Written by Damian Thompson for The Spectator:
Pope Francis yesterday gave an address to the profoundly divided Synod on the Family in which he confirmed his plans to decentralise the Catholic Church – giving local bishops’ conferences more freedom to work out their own solutions to the problems of divorce and homosexuality.
This is the nightmare of conservative Catholic cardinals, including – unsurprisingly – those in the Vatican. They thought they had a sufficient majority in the synod to stop the lifting of the ban on divorced and remarried Catholics receiving communion, or any softening on the Church’s attitude to gay couples.
But in yesterday’s keynote speech, delivered as the synod enters its last week, Francis told them that the decentralisation will be imposed from above.
While deliberately referring to himself as ‘Bishop of Rome’, to underline his solidarity with local bishops everywhere (as opposed to the Roman Curia – i.e., ‘the Vatican’), he invoked the power of the Supreme Pontiff to overrule mere cardinals. ‘The synod journey culminates in listening to the Bishop of Rome, called to speak authoritatively as the Pastor and Teacher of all Christians,’ he said. This is more authoritarian language than I can remember Benedict XVI using as pope. It means: I call the shots. In the end, you listen to me, not the other way around.

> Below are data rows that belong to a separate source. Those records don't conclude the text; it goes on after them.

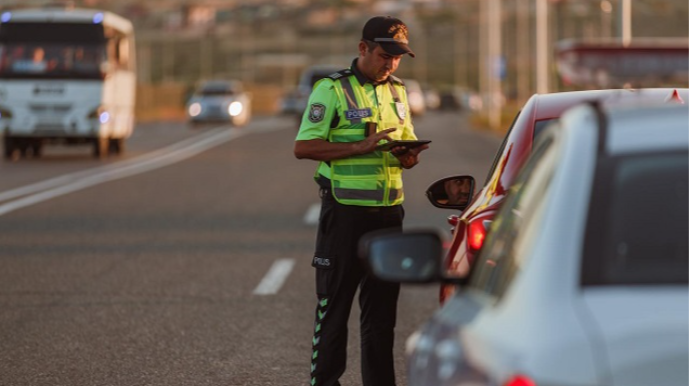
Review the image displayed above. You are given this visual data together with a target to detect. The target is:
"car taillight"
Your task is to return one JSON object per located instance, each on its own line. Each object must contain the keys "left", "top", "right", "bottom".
{"left": 467, "top": 219, "right": 487, "bottom": 251}
{"left": 504, "top": 375, "right": 536, "bottom": 386}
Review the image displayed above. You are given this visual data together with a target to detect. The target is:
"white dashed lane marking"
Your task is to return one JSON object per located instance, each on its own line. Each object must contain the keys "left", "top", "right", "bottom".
{"left": 303, "top": 203, "right": 320, "bottom": 226}
{"left": 253, "top": 258, "right": 296, "bottom": 295}
{"left": 0, "top": 128, "right": 244, "bottom": 217}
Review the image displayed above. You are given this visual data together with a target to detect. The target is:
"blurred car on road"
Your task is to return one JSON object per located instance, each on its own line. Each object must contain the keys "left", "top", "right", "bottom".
{"left": 279, "top": 89, "right": 300, "bottom": 116}
{"left": 439, "top": 86, "right": 482, "bottom": 111}
{"left": 361, "top": 101, "right": 689, "bottom": 386}
{"left": 186, "top": 80, "right": 251, "bottom": 127}
{"left": 427, "top": 88, "right": 688, "bottom": 303}
{"left": 422, "top": 84, "right": 441, "bottom": 111}
{"left": 292, "top": 64, "right": 343, "bottom": 126}
{"left": 402, "top": 78, "right": 427, "bottom": 116}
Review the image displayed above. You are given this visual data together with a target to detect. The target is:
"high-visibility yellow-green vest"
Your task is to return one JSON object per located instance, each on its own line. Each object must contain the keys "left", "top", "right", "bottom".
{"left": 324, "top": 69, "right": 412, "bottom": 206}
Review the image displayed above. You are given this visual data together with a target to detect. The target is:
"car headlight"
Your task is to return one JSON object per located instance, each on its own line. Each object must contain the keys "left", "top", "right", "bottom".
{"left": 0, "top": 106, "right": 12, "bottom": 119}
{"left": 188, "top": 103, "right": 202, "bottom": 117}
{"left": 228, "top": 101, "right": 243, "bottom": 117}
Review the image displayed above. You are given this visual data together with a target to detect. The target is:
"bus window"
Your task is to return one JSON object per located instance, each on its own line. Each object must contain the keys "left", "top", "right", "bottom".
{"left": 0, "top": 22, "right": 107, "bottom": 80}
{"left": 105, "top": 30, "right": 131, "bottom": 72}
{"left": 0, "top": 42, "right": 104, "bottom": 79}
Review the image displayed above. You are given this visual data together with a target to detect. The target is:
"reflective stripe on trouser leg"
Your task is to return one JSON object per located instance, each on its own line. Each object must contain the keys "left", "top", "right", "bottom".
{"left": 310, "top": 199, "right": 404, "bottom": 386}
{"left": 311, "top": 296, "right": 329, "bottom": 386}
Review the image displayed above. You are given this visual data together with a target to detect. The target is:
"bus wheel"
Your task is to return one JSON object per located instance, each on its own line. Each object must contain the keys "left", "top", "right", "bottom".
{"left": 108, "top": 138, "right": 124, "bottom": 155}
{"left": 30, "top": 141, "right": 43, "bottom": 158}
{"left": 93, "top": 138, "right": 109, "bottom": 159}
{"left": 3, "top": 136, "right": 16, "bottom": 160}
{"left": 18, "top": 141, "right": 28, "bottom": 158}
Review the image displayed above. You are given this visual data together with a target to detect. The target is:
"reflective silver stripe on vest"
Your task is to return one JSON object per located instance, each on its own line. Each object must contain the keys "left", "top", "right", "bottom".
{"left": 389, "top": 187, "right": 403, "bottom": 201}
{"left": 339, "top": 78, "right": 362, "bottom": 124}
{"left": 387, "top": 82, "right": 404, "bottom": 125}
{"left": 334, "top": 187, "right": 402, "bottom": 202}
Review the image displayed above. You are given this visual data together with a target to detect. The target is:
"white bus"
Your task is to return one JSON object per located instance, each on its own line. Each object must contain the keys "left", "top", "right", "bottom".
{"left": 0, "top": 6, "right": 136, "bottom": 159}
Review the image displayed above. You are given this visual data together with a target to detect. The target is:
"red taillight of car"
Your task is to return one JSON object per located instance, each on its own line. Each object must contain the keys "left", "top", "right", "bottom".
{"left": 504, "top": 375, "right": 537, "bottom": 386}
{"left": 467, "top": 219, "right": 487, "bottom": 252}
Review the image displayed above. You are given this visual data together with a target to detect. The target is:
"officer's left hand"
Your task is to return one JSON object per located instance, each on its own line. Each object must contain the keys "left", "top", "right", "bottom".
{"left": 392, "top": 144, "right": 428, "bottom": 169}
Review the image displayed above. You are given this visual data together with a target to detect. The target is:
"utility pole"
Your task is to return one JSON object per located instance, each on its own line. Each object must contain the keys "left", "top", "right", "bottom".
{"left": 487, "top": 0, "right": 502, "bottom": 129}
{"left": 601, "top": 0, "right": 613, "bottom": 39}
{"left": 138, "top": 38, "right": 151, "bottom": 84}
{"left": 535, "top": 0, "right": 548, "bottom": 94}
{"left": 412, "top": 20, "right": 428, "bottom": 86}
{"left": 619, "top": 0, "right": 631, "bottom": 46}
{"left": 164, "top": 38, "right": 175, "bottom": 83}
{"left": 200, "top": 37, "right": 211, "bottom": 80}
{"left": 454, "top": 12, "right": 466, "bottom": 88}
{"left": 478, "top": 0, "right": 488, "bottom": 108}
{"left": 517, "top": 0, "right": 530, "bottom": 103}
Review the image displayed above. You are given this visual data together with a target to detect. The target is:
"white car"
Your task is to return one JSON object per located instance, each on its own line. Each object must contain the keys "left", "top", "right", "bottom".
{"left": 361, "top": 101, "right": 689, "bottom": 386}
{"left": 402, "top": 78, "right": 426, "bottom": 116}
{"left": 186, "top": 80, "right": 251, "bottom": 127}
{"left": 293, "top": 64, "right": 343, "bottom": 127}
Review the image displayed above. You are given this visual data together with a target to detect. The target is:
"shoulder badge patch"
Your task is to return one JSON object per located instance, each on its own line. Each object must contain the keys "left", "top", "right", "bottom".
{"left": 327, "top": 69, "right": 353, "bottom": 80}
{"left": 308, "top": 103, "right": 326, "bottom": 123}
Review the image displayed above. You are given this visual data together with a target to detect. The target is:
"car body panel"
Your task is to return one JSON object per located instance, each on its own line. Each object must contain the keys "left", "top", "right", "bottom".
{"left": 463, "top": 116, "right": 601, "bottom": 385}
{"left": 606, "top": 106, "right": 689, "bottom": 154}
{"left": 400, "top": 102, "right": 689, "bottom": 386}
{"left": 440, "top": 88, "right": 688, "bottom": 303}
{"left": 582, "top": 288, "right": 688, "bottom": 386}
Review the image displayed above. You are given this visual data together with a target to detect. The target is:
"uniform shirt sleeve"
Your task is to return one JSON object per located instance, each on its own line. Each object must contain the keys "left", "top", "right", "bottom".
{"left": 295, "top": 79, "right": 339, "bottom": 141}
{"left": 399, "top": 84, "right": 418, "bottom": 141}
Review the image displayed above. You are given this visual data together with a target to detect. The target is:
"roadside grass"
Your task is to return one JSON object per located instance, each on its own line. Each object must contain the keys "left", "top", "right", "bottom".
{"left": 469, "top": 102, "right": 522, "bottom": 135}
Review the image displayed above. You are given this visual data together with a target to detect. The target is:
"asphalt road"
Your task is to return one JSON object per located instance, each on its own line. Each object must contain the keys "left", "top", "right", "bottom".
{"left": 0, "top": 111, "right": 501, "bottom": 386}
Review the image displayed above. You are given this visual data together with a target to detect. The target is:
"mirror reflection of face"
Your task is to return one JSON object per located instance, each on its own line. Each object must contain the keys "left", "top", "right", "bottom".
{"left": 443, "top": 178, "right": 471, "bottom": 205}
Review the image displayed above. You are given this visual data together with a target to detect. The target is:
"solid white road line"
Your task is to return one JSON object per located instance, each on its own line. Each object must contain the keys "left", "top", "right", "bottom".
{"left": 253, "top": 258, "right": 296, "bottom": 295}
{"left": 0, "top": 120, "right": 289, "bottom": 208}
{"left": 0, "top": 128, "right": 243, "bottom": 217}
{"left": 0, "top": 127, "right": 232, "bottom": 204}
{"left": 303, "top": 203, "right": 321, "bottom": 226}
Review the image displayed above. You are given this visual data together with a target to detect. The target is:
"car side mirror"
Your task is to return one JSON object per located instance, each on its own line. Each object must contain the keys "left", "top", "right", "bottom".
{"left": 426, "top": 175, "right": 475, "bottom": 210}
{"left": 358, "top": 229, "right": 444, "bottom": 284}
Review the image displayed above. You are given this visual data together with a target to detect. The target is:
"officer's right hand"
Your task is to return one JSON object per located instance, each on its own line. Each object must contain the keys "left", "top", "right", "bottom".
{"left": 356, "top": 128, "right": 396, "bottom": 154}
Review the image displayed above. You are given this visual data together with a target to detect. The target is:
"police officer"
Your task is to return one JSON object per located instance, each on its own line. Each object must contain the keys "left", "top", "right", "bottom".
{"left": 294, "top": 16, "right": 428, "bottom": 386}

One statement in particular horrified the conservatives. Francis told them that ‘the sense of faith impedes the rigid separation between the Teaching Church and the Learning Church, because the flock possesses its own “sense” to discern the new roads that the Lord reveals to the church…’ Meaning? We shall have to wait until the Pope delivers a final response to the synod next year.
This is such a startling development that it deserves fuller analysis once the synod is over. I was going to say ‘once the dust has settled’, but I don’t expect any dust-settling in the foreseeable future – at least until after the next conclave, which lots of conservative Catholics want to happen as soon as possible.